Ray Bradbury, John Grisham, PD James and even Jeffrey Archer would have loved to tackle the idea at the centre of this sprawling novel. And even Jeffrey Archer might have done it more credit, ultimately, than the earnest newcomer Michael Byers. He has come up with the potential for a cracking good pot–boiler; but it's a theme in search of a genre. The author is so fixated on producing a multi–layered exploration of big ideas that he neglects the one device his whole enterprise is crying out for: a plot. Dr Henry Moss is a geneticist specialising in the study of Hickman syndrome, a rare disorder that causes rapid ageing and premature death in children.
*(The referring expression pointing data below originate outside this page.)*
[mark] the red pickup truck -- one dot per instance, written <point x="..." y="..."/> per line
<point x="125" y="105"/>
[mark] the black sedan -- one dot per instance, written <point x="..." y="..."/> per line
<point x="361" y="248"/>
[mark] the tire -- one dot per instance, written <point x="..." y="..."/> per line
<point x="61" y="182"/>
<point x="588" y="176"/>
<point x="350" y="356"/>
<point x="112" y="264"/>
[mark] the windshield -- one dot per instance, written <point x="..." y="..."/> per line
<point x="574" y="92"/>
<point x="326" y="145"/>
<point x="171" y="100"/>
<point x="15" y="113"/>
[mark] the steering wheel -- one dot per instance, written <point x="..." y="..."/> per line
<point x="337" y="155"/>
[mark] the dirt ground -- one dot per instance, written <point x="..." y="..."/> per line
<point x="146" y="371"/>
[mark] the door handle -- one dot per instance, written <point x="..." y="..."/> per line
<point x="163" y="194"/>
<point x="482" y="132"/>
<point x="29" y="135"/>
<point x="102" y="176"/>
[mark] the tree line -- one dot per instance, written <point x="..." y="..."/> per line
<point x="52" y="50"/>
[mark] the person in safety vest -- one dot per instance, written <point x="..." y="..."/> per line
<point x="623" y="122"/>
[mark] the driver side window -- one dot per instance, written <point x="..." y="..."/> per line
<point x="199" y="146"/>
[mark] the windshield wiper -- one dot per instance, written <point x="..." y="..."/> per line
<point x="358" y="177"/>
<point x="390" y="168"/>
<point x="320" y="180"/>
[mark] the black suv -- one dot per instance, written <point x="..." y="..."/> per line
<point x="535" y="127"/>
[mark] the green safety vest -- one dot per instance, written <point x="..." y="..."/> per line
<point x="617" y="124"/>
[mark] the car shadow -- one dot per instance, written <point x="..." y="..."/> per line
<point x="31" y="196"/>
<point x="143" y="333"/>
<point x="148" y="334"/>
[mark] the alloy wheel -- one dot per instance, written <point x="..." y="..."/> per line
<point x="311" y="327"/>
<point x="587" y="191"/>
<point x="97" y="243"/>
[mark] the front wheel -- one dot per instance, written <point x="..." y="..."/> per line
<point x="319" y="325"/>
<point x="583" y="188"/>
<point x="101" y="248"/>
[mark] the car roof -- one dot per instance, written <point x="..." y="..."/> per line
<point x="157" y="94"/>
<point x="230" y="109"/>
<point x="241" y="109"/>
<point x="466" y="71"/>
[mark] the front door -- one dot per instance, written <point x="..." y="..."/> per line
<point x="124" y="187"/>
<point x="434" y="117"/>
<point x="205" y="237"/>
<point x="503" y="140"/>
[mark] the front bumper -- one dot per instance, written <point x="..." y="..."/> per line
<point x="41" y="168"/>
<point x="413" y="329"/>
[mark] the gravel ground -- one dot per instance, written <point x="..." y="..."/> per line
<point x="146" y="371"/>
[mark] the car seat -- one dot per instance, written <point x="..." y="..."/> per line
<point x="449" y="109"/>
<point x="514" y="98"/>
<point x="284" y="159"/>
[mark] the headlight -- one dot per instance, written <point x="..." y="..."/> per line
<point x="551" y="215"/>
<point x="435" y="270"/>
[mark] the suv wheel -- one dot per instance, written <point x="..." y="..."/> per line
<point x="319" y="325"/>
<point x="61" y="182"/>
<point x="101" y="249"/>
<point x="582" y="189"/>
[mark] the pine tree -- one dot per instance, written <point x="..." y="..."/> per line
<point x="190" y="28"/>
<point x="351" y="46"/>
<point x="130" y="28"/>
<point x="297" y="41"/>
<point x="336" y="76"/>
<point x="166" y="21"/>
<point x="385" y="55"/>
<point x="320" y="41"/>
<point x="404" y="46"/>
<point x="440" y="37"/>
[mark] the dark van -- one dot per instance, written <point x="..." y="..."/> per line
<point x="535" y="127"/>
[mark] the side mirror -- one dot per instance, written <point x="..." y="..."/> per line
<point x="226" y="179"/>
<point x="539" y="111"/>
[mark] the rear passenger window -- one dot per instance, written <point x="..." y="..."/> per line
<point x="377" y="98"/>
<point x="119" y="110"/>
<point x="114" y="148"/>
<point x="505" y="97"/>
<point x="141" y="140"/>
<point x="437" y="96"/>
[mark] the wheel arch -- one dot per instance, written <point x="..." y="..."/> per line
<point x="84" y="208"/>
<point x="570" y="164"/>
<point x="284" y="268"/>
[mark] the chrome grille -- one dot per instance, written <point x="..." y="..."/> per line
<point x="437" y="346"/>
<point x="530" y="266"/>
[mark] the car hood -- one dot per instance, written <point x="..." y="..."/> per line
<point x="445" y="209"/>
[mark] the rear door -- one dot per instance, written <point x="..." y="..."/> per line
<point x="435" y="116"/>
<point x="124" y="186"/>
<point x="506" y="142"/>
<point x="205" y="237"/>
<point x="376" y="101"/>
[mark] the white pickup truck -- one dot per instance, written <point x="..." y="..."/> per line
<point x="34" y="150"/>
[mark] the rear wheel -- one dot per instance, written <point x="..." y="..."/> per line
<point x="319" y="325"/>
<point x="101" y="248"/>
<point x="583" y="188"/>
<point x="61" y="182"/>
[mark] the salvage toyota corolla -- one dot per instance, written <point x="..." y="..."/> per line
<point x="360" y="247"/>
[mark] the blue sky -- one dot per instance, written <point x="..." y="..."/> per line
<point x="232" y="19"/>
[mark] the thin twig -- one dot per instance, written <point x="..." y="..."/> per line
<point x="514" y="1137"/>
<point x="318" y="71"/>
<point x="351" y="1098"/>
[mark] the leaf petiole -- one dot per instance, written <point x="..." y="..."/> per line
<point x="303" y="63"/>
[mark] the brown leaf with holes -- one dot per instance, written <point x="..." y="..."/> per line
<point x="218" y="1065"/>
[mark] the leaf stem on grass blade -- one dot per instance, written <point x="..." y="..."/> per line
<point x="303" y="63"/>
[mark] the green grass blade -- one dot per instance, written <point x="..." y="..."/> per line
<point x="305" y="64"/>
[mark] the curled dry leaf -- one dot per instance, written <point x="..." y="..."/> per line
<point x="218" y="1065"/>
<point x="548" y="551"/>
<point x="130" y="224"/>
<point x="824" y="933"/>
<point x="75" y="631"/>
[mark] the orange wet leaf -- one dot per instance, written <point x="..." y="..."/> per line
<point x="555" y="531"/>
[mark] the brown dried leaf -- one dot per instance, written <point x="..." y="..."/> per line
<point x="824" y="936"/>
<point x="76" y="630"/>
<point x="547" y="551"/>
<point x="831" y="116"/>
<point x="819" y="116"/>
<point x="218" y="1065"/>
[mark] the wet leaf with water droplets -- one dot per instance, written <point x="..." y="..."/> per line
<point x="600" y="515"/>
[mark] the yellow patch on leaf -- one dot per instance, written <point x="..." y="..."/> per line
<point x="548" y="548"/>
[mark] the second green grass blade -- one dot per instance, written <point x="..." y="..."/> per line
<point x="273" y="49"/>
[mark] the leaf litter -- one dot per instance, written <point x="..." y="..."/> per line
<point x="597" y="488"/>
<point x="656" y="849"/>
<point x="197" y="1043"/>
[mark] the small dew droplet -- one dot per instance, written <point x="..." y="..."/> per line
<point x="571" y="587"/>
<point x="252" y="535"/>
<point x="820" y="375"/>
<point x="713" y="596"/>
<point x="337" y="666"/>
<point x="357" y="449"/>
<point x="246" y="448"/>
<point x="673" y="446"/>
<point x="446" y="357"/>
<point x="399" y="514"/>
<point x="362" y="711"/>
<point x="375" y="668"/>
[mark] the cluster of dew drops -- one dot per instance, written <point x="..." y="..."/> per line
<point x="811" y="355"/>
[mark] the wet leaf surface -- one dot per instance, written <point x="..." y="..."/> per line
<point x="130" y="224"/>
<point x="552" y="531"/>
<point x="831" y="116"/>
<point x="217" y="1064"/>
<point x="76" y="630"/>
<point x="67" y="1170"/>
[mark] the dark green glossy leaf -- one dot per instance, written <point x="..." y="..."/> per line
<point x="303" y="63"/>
It closely resembles a real condition, Hutchinson–Gilford progeria, but the differences are intended to give the author more dramatic freedom, albeit one that he singularly fails to exploit.

While Moss is working with a favourite young patient, William Durbin, who is deteriorating fast, he encounters a teenage boy who also carries the fatal Hickman gene combination but displays no symptoms. In fact, Thomas is radiantly healthy and almost ethereally beautiful. Tests indicate a secondary mutation that seems not only to make him immune to the disorder, but actually to reverse it and to defy age.

Moss faces a classic dilemma. Should he inject William with the mutation from Thomas's cells? It may be the only chance to save his life but would be an enormous risk both to the patient and to Moss's own position. To administer an untested and unauthorised treatment would contravene all international regulations. But the required procedures would take years — far too long to be of use to William.

At the same time, Moss is aware that he may well be sitting on a major discovery: the key to eternal life, or at least a massively prolonged life. So his usual routine experiments with laboratory rodents take on a new force as, with the collusion of just one very close colleague, he begins to work secretly on his elixir both as a cure for his own patient and as a product to patent for a future fortune.

By now you will have probably detected the main dramatic drivers of the story. Moss decides to risk his own career to save the life of the child, so becomes vulnerable to those seeking to discredit him. And these include some of his closest associates because, as suspicion grows about the exact nature of his latest experiments, he faces the threat of a take–over by a much bigger scientific concern.

Were this a classic thriller, Moss would soon start to be hounded and there would be sinister attempts on his life. In a legal drama the rush to patent his findings would collide with the imperative to hide his law–breaking. And in a business blockbuster the threats of take–over would be the main theme, coloured by layers of betrayal and paranoia. In all three, the medical urgency would dominate: the suspense of waiting to see the effect of the treatment, the race against time to save the child.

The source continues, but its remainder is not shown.